Si elle n'emporte pas une majorité suffisante pour prétendre gouverner, le pays sera gouverné par une coalition hétéroclite entre un centre-droit complètement discrédité et associé à un président profondément impopulaire, et une gauche tactiquement unie mais dont les divergences émergeront dès le lendemain des élections (et qui a écrit un programme auquel personne ne croit sérieusement parce qu'elle ne croit pas sérieusement gouverner). Ceci discréditera les forces de cette « grande coalition » et renforcera d'autant plus l'extrême-droite qui sera alors quasi-certaine de remporter les élections présidentielle et législative en 2027. Ou peut-être que le pays sera gouverné par un gouvernement « technocratique », supposément apolitique, en réalité centriste, et le résultat sera le même. Même si la coalition de gauche remportait à elle seule une majorité absolue (et ça n'arrivera pas), ses marges de manœuvre seraient tellement faibles qu'elle décevrait forcément, et là aussi, l'extrême-droite serait hégémonique en 2027.
Si, au contraire, l'extrême-droite remporte une majorité, elle ne deviendra pas pour autant impopulaire en exerçant le pouvoir. Car contrairement à la gauche qui promet des mesures économiques qu'elle n'aurait pas la latitude de prendre, l'extrême-droite promet des mesures symboliques qui sont tout à fait possibles : l'autoritarisme, la répression policière et la destruction de l'état de droit sont des choses qu'on peut beaucoup plus facilement appliquer avec succès[#] que la justice sociale. Et même pour les mesures que l'extrême-droite n'arrivera pas à prendre, ils auront beau jeu de prétendre qu'on les aura empêchés d'exercer la plénitude du pouvoir, par exemple parce que le président se sera réservé quelques prérogatives ou leur aura mis des bâtons dans les roues (ce sera peut-être un mensonge, mais peu importe), ou que le Conseil constitutionnel aura censuré une loi trop outrancière.
[#] Pour le dire de façon encore plus simple : ce que promet l'extrême-droite, c'est de faire souffrir les gens (comme les immigrés, divers groupes ethniques ou religieux, mais aussi des professions comme le monde de la culture ou les profs) qu'elle désigne comme coupables et responsables de toutes sortes de maux. Or faire souffrir les autres est une promesse qu'il n'est pas difficile de tenir, à la différence de celles de la gauche.

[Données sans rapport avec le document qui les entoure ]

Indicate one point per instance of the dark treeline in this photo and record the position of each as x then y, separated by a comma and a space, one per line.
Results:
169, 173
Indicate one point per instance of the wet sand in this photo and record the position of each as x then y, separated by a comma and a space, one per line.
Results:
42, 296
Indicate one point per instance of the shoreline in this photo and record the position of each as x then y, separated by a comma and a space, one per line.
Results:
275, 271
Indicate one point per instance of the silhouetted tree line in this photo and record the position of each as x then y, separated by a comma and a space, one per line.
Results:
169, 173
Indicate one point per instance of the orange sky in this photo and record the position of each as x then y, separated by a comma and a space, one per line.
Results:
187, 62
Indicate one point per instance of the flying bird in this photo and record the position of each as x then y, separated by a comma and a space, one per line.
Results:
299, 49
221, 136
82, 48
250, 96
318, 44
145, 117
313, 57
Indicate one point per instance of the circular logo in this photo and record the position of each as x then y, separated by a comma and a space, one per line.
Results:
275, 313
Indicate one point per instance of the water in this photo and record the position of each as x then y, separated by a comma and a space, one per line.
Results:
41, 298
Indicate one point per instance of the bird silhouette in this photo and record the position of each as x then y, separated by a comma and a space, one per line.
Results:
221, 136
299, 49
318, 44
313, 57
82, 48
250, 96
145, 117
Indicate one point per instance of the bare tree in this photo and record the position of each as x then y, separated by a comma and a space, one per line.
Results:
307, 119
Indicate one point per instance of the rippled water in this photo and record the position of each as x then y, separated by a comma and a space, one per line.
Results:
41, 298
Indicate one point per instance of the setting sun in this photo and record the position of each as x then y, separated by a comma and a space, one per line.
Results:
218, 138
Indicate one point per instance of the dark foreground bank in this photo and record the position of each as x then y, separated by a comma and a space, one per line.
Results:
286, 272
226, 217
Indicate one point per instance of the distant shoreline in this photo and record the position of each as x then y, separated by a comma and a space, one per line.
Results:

Autrement dit : si le Rassemblement national perd maintenant, il gagnera en popularité et sera quasi-certain de gagner en 2027, et s'il gagne maintenant, il gagnera en popularité et sera quasi-certain de gagner en 2027. Il peut perdre (ou du moins ne pas gagner autant que prévu) dans une semaine, mais il ne peut pas perdre à moyen terme. (Il finira peut-être par perdre, un jour, à long terme, si la France a encore des élections libres à ce moment-là, comme la droite polonaise a fini par céder à une coalition centriste en 2023, mais il est possible que ça n'arrive pas avant une génération — voire jamais si la France tombe véritablement dans l'autoritarisme —, et même si ça se produit, ce ne sera pas une défaite définitive.)
Je vois ça comme aussi inévitable que la pandémie de covid à partir du moment où il y a eu des cas en-dehors de la Chine (je vais revenir sur cette comparaison).